The primary distribution point for Argo data, the only one with full support from data centers and with nearly a 100% time availability, is the GDAC ftp. Two mirror servers are available:

- France Coriolis: ftp://ftp.ifremer.fr/ifremer/argo
- US GODAE: ftp://usgodae.org/pub/outgoing/argo

If you want to get your own copy of the ftp server content, Ifremer provides a nice rsync service. The rsync server "vdmzrs.ifremer.fr" provides a synchronization service between the "dac" directory of the GDAC and a user mirror. The "dac" index files are also available from "argo-index".

From the user side, the rsync service:

- Downloads the new files
- Downloads the updated files
- Removes the files that have been removed from the GDAC
- Compresses/uncompresses the files during the transfer
- Preserves the files creation/update dates
- Lists all the files that have been transferred (easy to use for a user side post-processing)

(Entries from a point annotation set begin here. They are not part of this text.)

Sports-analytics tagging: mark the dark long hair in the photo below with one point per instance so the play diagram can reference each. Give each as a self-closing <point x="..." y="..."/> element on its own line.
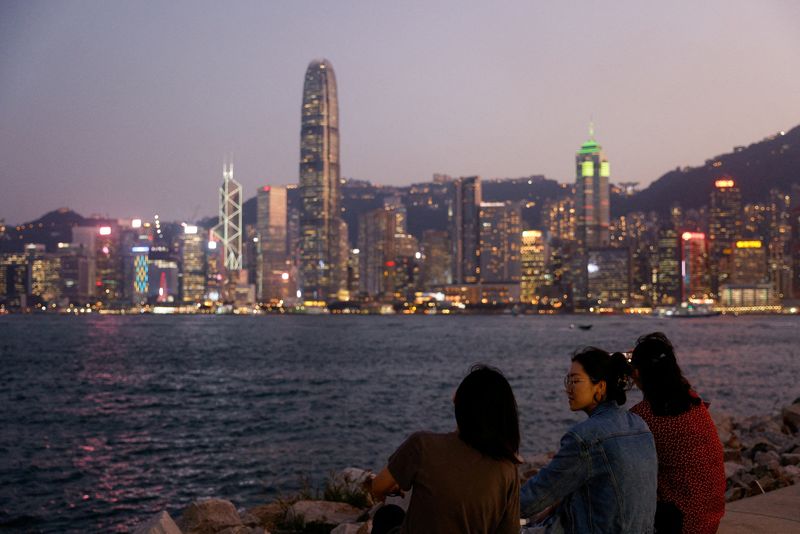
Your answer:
<point x="486" y="413"/>
<point x="661" y="379"/>
<point x="613" y="368"/>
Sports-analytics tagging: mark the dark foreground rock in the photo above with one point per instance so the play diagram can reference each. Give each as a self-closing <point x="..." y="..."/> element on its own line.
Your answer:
<point x="762" y="453"/>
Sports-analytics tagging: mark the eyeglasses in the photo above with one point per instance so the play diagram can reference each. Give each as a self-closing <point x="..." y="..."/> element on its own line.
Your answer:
<point x="570" y="381"/>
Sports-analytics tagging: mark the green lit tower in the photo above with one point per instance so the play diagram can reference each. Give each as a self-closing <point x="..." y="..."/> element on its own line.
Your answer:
<point x="592" y="172"/>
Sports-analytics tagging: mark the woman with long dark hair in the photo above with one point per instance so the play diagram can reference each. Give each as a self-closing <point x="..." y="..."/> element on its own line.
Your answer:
<point x="603" y="478"/>
<point x="463" y="481"/>
<point x="691" y="470"/>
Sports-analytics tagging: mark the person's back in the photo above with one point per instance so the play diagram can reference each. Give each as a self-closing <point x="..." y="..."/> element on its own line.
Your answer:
<point x="608" y="475"/>
<point x="464" y="481"/>
<point x="455" y="487"/>
<point x="691" y="473"/>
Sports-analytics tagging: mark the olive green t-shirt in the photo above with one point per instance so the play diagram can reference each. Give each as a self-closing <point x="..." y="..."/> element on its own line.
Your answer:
<point x="456" y="488"/>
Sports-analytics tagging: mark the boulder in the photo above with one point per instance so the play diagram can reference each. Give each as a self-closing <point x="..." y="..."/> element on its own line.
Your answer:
<point x="732" y="469"/>
<point x="790" y="458"/>
<point x="268" y="515"/>
<point x="209" y="517"/>
<point x="351" y="478"/>
<point x="791" y="417"/>
<point x="724" y="424"/>
<point x="352" y="528"/>
<point x="326" y="512"/>
<point x="770" y="459"/>
<point x="161" y="523"/>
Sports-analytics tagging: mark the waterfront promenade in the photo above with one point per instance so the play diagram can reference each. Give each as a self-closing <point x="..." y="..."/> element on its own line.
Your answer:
<point x="776" y="512"/>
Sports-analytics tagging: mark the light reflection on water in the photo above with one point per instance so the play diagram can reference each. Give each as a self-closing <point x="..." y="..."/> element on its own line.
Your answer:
<point x="109" y="419"/>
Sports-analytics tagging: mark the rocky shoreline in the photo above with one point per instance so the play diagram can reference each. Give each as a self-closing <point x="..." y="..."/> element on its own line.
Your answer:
<point x="762" y="453"/>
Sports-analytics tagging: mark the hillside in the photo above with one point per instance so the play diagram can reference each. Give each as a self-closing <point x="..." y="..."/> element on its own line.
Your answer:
<point x="773" y="163"/>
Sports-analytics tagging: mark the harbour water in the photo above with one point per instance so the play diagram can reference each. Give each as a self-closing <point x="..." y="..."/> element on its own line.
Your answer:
<point x="108" y="419"/>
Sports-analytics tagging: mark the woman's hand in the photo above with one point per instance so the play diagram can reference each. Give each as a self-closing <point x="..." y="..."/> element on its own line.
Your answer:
<point x="381" y="485"/>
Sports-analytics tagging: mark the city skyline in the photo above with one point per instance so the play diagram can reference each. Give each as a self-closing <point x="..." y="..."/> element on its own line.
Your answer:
<point x="101" y="111"/>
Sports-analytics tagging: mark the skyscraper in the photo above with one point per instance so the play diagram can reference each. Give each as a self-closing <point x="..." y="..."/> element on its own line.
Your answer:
<point x="500" y="237"/>
<point x="724" y="228"/>
<point x="533" y="257"/>
<point x="229" y="228"/>
<point x="694" y="267"/>
<point x="323" y="268"/>
<point x="273" y="275"/>
<point x="465" y="232"/>
<point x="592" y="208"/>
<point x="592" y="173"/>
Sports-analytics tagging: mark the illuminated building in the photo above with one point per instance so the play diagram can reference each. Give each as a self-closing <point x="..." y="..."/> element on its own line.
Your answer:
<point x="463" y="214"/>
<point x="14" y="279"/>
<point x="271" y="231"/>
<point x="192" y="273"/>
<point x="44" y="272"/>
<point x="749" y="298"/>
<point x="694" y="267"/>
<point x="724" y="228"/>
<point x="229" y="229"/>
<point x="609" y="276"/>
<point x="322" y="266"/>
<point x="500" y="235"/>
<point x="667" y="271"/>
<point x="436" y="262"/>
<point x="561" y="218"/>
<point x="101" y="244"/>
<point x="533" y="259"/>
<point x="592" y="206"/>
<point x="141" y="274"/>
<point x="592" y="210"/>
<point x="77" y="272"/>
<point x="749" y="259"/>
<point x="779" y="249"/>
<point x="377" y="252"/>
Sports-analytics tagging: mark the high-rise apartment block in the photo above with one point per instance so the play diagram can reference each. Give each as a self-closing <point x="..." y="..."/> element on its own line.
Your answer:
<point x="273" y="280"/>
<point x="695" y="282"/>
<point x="534" y="259"/>
<point x="464" y="213"/>
<point x="500" y="236"/>
<point x="724" y="229"/>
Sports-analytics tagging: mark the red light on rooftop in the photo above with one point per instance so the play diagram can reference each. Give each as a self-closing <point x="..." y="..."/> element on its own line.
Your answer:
<point x="693" y="235"/>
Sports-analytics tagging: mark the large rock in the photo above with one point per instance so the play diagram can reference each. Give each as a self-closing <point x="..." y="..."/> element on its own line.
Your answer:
<point x="791" y="417"/>
<point x="732" y="469"/>
<point x="326" y="512"/>
<point x="724" y="424"/>
<point x="210" y="517"/>
<point x="268" y="515"/>
<point x="161" y="523"/>
<point x="352" y="528"/>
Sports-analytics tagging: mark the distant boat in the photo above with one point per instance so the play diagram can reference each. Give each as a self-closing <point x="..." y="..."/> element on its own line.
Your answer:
<point x="688" y="311"/>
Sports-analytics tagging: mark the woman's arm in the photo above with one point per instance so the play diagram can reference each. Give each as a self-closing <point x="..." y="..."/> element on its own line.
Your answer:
<point x="382" y="485"/>
<point x="566" y="472"/>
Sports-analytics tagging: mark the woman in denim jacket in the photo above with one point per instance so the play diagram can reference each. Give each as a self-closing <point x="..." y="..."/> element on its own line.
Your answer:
<point x="604" y="476"/>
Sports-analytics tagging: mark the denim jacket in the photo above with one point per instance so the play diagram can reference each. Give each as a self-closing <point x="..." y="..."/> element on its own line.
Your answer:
<point x="604" y="476"/>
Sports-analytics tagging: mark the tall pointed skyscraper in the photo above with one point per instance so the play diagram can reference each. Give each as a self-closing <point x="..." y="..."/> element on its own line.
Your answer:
<point x="229" y="229"/>
<point x="322" y="265"/>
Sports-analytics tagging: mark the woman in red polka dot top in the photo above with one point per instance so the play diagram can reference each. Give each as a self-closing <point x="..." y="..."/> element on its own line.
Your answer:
<point x="691" y="471"/>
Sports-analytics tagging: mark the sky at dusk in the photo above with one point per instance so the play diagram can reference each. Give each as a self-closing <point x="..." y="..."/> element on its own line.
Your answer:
<point x="130" y="108"/>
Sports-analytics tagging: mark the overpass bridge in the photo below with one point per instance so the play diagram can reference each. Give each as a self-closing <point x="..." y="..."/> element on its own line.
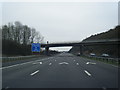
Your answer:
<point x="80" y="44"/>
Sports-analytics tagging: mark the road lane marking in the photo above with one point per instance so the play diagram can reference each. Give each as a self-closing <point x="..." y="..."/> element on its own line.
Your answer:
<point x="90" y="63"/>
<point x="22" y="63"/>
<point x="50" y="63"/>
<point x="34" y="63"/>
<point x="63" y="63"/>
<point x="87" y="72"/>
<point x="34" y="73"/>
<point x="16" y="65"/>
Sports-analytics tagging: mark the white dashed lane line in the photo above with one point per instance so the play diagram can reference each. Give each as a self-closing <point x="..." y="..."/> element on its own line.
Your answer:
<point x="34" y="73"/>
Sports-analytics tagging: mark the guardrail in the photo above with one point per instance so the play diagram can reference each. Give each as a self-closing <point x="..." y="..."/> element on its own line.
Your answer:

To synchronize the whole dac directory of the Argo GDAC:
```bash
rsync -avzh --delete vdmzrs.ifremer.fr::argo/ /home/mydirectory/...
```

To synchronize the index:
```bash
rsync -avzh --delete vdmzrs.ifremer.fr::argo-index/ /home/mydirectory/...
```

## Comparing data sources

### Features

Each of the available data sources have their own features and capabilities. Here is a summary:

| Data source:            | erddap | localftp | argovis |
|-------------------------|:------:|:--------:|:-------:|
| **Access Points**       |        |          |         |
| region                  |    X   |     X    |    X    |
| float                   |    X   |     X    |    X    |
| profile                 |    X   |     X    |    X    |
| **User mode**           |        |          |         |
| standard                |    X   |     X    |    X    |
| expert                  |    X   |     X    |         |
| **Dataset**             |        |          |         |
| core (T/S)              |    X   |     X    |    X    |
| BGC                     |        |          |         |
| Reference data for DMQC |    X   |          |         |
| **Parallel method**     |        |          |         |
| multi-threading         |    X   |     X    |    X    |
| multi-processes         |        |     X    |         |
| Dask client             |        |          |         |

### Fetched data and variables

You may wonder if the fetched data are different from the available data sources.  
This will depend on the last update of each data sources and of your local data.

In [None]:
# Download ftp sample and get the ftp local path:
ftproot = argopy.tutorial.open_dataset('localftp')[0]

# then fetch data:
with argopy.set_options(src='localftp', local_ftp=ftproot):
    ds = ArgoDataFetcher().float(1900857).to_xarray()
    print(ds)

Let's now retrieve the latest data for this float from the ``erddap``:

In [None]:
with argopy.set_options(src='erddap'):
    ds = ArgoDataFetcher().float(1900857).to_xarray()
    print(ds)

In [None]:
with argopy.set_options(src='argovis'):
    ds = ArgoDataFetcher().float(1900857).to_xarray()
    print(ds)

We can see some minor differences between ``localftp``/``erddap`` vs the ``argovis`` response: this later data source does not include the descending part of the first profile, this explains why ``argovis`` returns slightly less data.